5) that the RT-PCR test with its 97% false positive rate above cycle counts of 30 or so is credible;

6) that there was no early drug treatment when we knew that there were safe, effective, cheap, and available treatments available day one in this emergency;  and

7) a vaccine was the only way out of this emergency.

These seven lies along with CDC’s failed botched testing early in the response (March/April 2020) blinded the US’s response and kept the US blind for five weeks, allowing the virus to seed across the eastern and western flanks of the nation. This testing failure by the CDC was catastrophic to the US initial response and may have harmed it irreparably. These above-mentioned errors severely damaged President Trump’s response, and he was greatly misled by his advisors. He must be praised for his efforts, but it was clear daily on the White House podium that he was being worked against and the emergency response almost daily became a clown car showy. I do praise Giroir for trying to fix the devastation of CDC’s botched testing.

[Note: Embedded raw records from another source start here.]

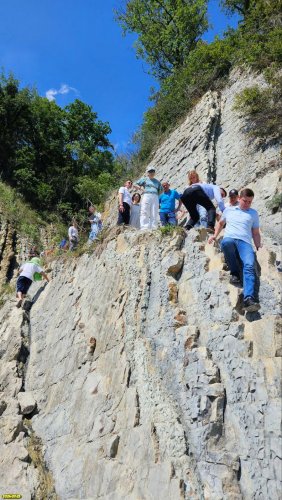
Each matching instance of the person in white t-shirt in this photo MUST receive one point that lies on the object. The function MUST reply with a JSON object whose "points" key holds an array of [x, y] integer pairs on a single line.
{"points": [[26, 278], [73, 236], [124, 203]]}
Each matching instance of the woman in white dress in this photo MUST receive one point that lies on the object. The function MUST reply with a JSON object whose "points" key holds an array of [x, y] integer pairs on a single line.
{"points": [[135, 211]]}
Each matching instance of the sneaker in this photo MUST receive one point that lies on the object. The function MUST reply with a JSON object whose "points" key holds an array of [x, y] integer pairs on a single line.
{"points": [[250, 305], [234, 280]]}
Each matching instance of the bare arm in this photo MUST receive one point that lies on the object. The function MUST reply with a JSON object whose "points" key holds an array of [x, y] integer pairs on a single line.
{"points": [[257, 238], [218, 228]]}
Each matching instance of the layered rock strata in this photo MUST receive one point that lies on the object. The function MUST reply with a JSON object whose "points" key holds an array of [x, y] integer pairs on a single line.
{"points": [[179, 397]]}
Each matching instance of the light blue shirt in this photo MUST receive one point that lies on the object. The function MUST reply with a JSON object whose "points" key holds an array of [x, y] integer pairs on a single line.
{"points": [[152, 186], [213, 192], [167, 201], [239, 223]]}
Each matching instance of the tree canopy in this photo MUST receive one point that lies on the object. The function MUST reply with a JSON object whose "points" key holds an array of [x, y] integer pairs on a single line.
{"points": [[167, 30], [56, 157]]}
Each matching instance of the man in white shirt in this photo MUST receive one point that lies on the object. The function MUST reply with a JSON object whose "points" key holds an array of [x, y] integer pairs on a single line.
{"points": [[125, 202], [242, 226]]}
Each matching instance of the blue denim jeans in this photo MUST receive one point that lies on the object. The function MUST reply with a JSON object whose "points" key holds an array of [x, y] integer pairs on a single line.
{"points": [[203, 217], [231, 247], [168, 218]]}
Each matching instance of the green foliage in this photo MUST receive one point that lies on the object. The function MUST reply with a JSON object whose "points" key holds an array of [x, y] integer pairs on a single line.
{"points": [[25, 220], [256, 44], [240, 6], [262, 109], [168, 30], [275, 203], [55, 157]]}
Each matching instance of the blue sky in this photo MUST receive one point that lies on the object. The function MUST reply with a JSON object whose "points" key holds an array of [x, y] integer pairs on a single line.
{"points": [[75, 48]]}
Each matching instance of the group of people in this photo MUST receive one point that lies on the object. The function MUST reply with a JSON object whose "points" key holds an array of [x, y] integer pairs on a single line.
{"points": [[158, 201], [241, 222]]}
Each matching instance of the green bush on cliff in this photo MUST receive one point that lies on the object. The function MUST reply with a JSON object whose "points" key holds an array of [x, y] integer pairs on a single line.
{"points": [[49, 154], [262, 109], [256, 44]]}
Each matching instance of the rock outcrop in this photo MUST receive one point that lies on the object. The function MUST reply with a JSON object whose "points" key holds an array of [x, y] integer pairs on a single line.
{"points": [[135, 374]]}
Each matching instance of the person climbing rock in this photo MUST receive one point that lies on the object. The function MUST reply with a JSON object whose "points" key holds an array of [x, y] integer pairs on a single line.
{"points": [[202, 194], [96, 224], [27, 276], [242, 226], [135, 211], [73, 236], [150, 199], [34, 252], [167, 205], [124, 203]]}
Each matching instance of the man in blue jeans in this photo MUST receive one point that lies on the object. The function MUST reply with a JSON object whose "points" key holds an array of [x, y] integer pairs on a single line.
{"points": [[242, 226], [167, 205]]}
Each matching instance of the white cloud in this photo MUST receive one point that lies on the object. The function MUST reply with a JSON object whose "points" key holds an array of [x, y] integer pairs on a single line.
{"points": [[64, 89]]}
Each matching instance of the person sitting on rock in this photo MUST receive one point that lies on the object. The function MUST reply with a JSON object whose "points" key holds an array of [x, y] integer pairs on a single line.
{"points": [[242, 225], [201, 193], [26, 277], [167, 205], [124, 203], [150, 199]]}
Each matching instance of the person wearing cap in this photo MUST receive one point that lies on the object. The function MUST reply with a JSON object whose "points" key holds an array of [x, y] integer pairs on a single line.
{"points": [[26, 277], [201, 193], [233, 198], [124, 203], [167, 205], [150, 199], [242, 226]]}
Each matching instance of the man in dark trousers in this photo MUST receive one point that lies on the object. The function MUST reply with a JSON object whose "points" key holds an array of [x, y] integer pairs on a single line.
{"points": [[242, 226], [202, 194]]}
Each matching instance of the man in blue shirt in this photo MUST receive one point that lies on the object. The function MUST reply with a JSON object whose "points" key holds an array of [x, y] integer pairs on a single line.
{"points": [[167, 205], [242, 226], [202, 194]]}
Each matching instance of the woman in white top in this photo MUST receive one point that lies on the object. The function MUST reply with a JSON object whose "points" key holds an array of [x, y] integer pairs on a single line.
{"points": [[73, 236], [135, 211]]}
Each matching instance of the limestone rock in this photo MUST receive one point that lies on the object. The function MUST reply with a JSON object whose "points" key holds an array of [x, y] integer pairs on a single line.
{"points": [[27, 402]]}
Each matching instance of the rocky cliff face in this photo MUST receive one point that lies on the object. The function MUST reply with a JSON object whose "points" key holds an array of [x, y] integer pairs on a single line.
{"points": [[135, 374]]}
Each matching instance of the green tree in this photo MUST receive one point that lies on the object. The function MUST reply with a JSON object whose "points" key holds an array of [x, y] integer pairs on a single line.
{"points": [[239, 6], [168, 30]]}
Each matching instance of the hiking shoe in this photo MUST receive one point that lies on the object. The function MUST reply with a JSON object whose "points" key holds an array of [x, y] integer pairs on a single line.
{"points": [[234, 280], [250, 305]]}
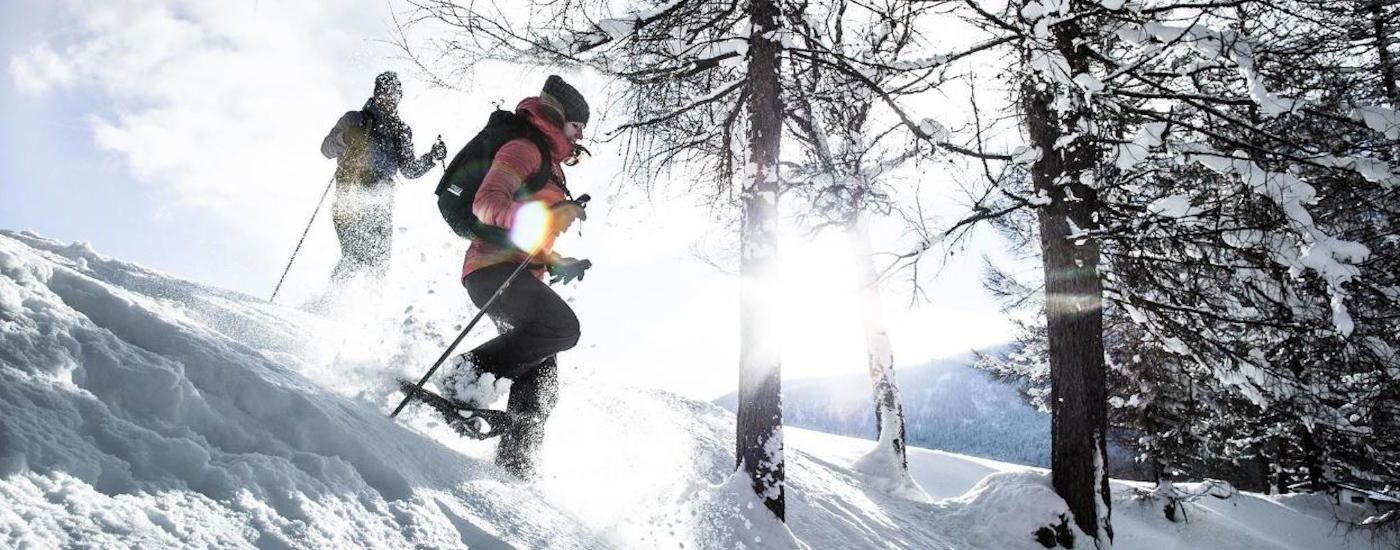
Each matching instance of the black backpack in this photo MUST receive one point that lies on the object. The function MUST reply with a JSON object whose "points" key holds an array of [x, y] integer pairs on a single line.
{"points": [[464, 175]]}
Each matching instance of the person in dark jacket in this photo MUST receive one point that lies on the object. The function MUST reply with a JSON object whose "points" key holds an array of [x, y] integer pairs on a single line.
{"points": [[535, 322], [370, 147]]}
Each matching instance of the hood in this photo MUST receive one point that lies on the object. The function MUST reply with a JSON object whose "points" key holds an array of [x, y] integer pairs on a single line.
{"points": [[543, 118]]}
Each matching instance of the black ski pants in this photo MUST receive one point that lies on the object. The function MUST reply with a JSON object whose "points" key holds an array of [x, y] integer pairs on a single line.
{"points": [[535, 322]]}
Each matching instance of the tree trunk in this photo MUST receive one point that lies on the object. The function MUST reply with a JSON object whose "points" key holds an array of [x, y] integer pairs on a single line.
{"points": [[1383, 58], [759, 437], [889, 409], [1074, 298]]}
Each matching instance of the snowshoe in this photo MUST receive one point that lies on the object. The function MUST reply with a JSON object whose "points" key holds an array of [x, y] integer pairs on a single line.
{"points": [[458, 414]]}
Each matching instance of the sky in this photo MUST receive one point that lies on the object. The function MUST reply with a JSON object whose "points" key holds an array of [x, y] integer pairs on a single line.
{"points": [[184, 136]]}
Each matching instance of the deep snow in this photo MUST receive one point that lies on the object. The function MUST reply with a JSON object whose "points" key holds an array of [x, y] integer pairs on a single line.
{"points": [[142, 410]]}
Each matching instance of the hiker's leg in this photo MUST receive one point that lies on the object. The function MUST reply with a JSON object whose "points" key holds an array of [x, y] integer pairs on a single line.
{"points": [[539, 322], [532, 398]]}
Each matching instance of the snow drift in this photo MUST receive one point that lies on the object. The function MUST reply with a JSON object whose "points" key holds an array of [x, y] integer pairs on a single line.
{"points": [[142, 410]]}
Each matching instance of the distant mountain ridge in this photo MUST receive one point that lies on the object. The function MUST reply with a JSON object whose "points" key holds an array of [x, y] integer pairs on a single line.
{"points": [[949, 405]]}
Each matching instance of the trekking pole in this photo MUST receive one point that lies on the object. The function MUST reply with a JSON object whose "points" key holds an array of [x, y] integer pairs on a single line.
{"points": [[303, 238], [459, 336]]}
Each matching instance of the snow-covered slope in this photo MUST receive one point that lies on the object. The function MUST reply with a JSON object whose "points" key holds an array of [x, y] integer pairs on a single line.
{"points": [[142, 410], [948, 405]]}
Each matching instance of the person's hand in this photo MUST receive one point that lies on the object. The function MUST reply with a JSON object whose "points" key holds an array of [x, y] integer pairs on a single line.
{"points": [[563, 214], [438, 150], [567, 269]]}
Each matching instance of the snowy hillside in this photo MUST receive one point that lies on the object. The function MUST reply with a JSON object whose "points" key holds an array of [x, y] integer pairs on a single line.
{"points": [[948, 405], [142, 410]]}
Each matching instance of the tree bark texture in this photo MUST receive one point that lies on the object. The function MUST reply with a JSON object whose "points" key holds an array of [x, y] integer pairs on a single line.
{"points": [[760, 391], [1074, 297], [889, 409]]}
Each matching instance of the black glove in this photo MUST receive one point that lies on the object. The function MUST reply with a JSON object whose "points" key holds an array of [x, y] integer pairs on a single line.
{"points": [[564, 213], [567, 269], [438, 150]]}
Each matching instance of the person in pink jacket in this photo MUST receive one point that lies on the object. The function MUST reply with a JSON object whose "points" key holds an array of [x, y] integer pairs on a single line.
{"points": [[535, 323]]}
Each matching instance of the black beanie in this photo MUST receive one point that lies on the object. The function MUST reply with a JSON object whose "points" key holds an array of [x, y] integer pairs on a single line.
{"points": [[566, 98]]}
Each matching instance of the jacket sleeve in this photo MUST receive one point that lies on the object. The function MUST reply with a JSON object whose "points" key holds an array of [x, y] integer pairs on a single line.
{"points": [[409, 165], [494, 202], [333, 144]]}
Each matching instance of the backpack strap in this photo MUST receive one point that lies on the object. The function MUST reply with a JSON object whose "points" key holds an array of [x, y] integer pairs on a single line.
{"points": [[539, 178]]}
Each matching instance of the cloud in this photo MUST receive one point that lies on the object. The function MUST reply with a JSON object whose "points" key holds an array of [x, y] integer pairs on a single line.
{"points": [[39, 70]]}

Importantly, now we see the vaccine failing against the Delta variant in many places e.g. UK, Israel, Iceland, Gibraltar, and the USA, and infections are principally emerging among double vaccinated persons, as well as hospitalizations, severe illness, and deaths. Vaccinated persons are potentially transmitting the virus and harboring massive loads orally and in their nasal passages.

But to recap, the points mentioned above harmed the USA’s response and damaged President Trump’s efforts, and also the efforts of other nations that followed the USA and took guidance from them.